Sunday, March 2, 2014

Insular Segregation


If we are to accept Wacquant’s argument that places like Pruitt-Igoe are part of the architecture of “the ghetto” as “prison” (and vice versa) then the ghetto obtains a representation of Foucault’s Panopticon with intentions of maximizing black imprisonment for capital. Wacquant’s argument exposes the intimate link between “the ghetto” and “the prison” as fraternal twins (not identical). In every aspect of “the ghetto” there is a policing eye always fixed on the habitants’ actions. 

Architecturally, public housing projects often resemble prisons with “’random searches, segregation, curfews, and resident counts – all familiar procedures of efficient prison management’” (107 (Miller, 1997: 101). With families on welfare, the ‘necessity’ for government intervention is present. Management of financials, children, and lifestyle are taken on by the state. In this way the state enforces, with a seemingly hidden eye, “the disciplining of women from the lower class and caste [which] continues to operate primarily through the agencies of the social arm of the American state (namely, welfare and workfare)” (Note 1, p. 121). The state, just as in the Pruitt-Igoe case seems to lurk about so much so that parents educate their children on how to react when the state comes to ‘inspect’ (Freidrichs). Similarly the education systems that are in “the ghettos” operate “in the manner of institutions of confinement whose primary mission is not to educate but to ensure ‘custody and control’” (108). With this notion, Wacquant’s argument exposes that the future, the children of people (especially of color) who live in “the ghettos” lack a mainstreamed social education and are instead indoctrinated into a penal system. Instead of trained teachers, equipment, operational bathroom facilities, and textbooks schools in such areas fund “for more weapon scanners, cameras, emergency telephones, sign-in desks, and security personnel, whose duty is to repel unwanted intruders from the outside and hem students inside the school’s walls” (108). The dearth of rudimentary education for children in “the ghettos” and the immersion into a world of possibility of violence, being keenly watched, and lack of facility mirror the Panopticon. 

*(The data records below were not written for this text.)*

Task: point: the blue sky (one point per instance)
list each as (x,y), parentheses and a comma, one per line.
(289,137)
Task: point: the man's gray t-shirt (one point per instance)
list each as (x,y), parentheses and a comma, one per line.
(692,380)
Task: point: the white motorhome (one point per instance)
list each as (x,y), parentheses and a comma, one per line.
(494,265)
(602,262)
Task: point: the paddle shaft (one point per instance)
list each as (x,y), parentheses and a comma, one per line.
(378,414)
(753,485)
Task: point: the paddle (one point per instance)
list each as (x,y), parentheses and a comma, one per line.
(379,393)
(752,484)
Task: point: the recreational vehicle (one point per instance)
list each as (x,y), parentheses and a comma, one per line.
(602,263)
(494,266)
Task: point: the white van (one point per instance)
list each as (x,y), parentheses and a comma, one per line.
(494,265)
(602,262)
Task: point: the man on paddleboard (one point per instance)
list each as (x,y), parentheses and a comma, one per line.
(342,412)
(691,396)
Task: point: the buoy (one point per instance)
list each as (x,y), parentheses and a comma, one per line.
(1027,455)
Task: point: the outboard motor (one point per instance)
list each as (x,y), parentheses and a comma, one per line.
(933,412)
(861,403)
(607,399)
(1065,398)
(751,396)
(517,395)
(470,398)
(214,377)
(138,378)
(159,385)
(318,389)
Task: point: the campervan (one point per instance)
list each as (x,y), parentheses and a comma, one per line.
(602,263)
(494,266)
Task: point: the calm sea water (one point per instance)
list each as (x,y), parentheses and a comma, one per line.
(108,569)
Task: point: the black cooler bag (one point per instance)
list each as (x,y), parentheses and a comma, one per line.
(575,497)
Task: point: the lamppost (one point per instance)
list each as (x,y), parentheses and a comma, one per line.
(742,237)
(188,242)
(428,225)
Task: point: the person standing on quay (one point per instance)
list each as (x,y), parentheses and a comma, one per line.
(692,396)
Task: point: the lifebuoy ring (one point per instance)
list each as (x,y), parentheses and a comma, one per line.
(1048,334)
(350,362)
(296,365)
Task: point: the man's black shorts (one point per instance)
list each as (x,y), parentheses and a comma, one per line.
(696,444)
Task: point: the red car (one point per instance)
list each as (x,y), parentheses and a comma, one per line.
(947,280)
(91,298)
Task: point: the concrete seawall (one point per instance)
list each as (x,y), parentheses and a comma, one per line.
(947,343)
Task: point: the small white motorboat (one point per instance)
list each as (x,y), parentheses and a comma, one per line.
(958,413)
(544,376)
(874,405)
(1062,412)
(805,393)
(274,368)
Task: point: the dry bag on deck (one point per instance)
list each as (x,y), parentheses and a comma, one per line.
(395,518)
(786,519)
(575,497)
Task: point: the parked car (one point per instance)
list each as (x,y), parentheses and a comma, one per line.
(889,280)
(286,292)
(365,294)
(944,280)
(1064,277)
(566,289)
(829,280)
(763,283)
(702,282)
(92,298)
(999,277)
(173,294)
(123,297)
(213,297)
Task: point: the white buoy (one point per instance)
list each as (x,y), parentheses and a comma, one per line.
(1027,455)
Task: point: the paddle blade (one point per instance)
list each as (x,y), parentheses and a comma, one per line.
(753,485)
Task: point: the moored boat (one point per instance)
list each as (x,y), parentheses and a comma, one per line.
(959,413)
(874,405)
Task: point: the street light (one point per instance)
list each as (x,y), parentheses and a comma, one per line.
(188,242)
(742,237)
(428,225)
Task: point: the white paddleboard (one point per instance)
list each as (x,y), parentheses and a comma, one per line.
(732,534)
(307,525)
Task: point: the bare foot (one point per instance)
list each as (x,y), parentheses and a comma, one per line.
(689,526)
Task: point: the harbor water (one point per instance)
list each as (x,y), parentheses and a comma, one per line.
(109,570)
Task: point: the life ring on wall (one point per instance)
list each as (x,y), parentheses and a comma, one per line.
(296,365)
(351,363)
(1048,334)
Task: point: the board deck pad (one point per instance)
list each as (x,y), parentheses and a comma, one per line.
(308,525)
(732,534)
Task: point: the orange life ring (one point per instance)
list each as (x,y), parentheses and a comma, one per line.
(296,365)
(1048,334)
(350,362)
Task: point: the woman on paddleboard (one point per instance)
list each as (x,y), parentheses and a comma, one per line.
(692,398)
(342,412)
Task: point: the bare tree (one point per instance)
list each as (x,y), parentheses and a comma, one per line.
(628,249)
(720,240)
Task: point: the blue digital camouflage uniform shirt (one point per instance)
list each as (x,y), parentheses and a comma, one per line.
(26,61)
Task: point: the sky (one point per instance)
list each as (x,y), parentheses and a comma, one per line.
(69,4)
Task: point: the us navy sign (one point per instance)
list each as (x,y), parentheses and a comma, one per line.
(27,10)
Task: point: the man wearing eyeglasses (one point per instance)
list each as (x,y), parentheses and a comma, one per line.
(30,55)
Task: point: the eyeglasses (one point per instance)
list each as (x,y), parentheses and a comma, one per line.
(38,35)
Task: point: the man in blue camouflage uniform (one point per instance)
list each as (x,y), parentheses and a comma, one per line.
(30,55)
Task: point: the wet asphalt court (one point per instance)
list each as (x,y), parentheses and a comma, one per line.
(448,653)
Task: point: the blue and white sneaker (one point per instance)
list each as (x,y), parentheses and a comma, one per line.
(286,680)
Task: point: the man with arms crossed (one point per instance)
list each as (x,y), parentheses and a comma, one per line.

The economic and class aspects are interwoven in Wacquant’s theses as they are irrevocable from the complex problems surrounding the racialization of criminality, punishment, and penal systems in America. Too, the maximization of black labor for capital has been transfigured into a different type of labor for capital. “Denied access to valued cultural capital” (119), being subject to reimbursement to prisons, exclusion “from social redistribution and public aid” (119), (et al) promote an enclosed, circular economy between the penal system and minorities that live in “the ghettos”. The denial of opportunity for grants to educate one’s self, to pay off loans, to work, to eat, to shelter one’s self creates an insulated economy between “the ghettos” and “prisons” because this denied access excluded such people from society.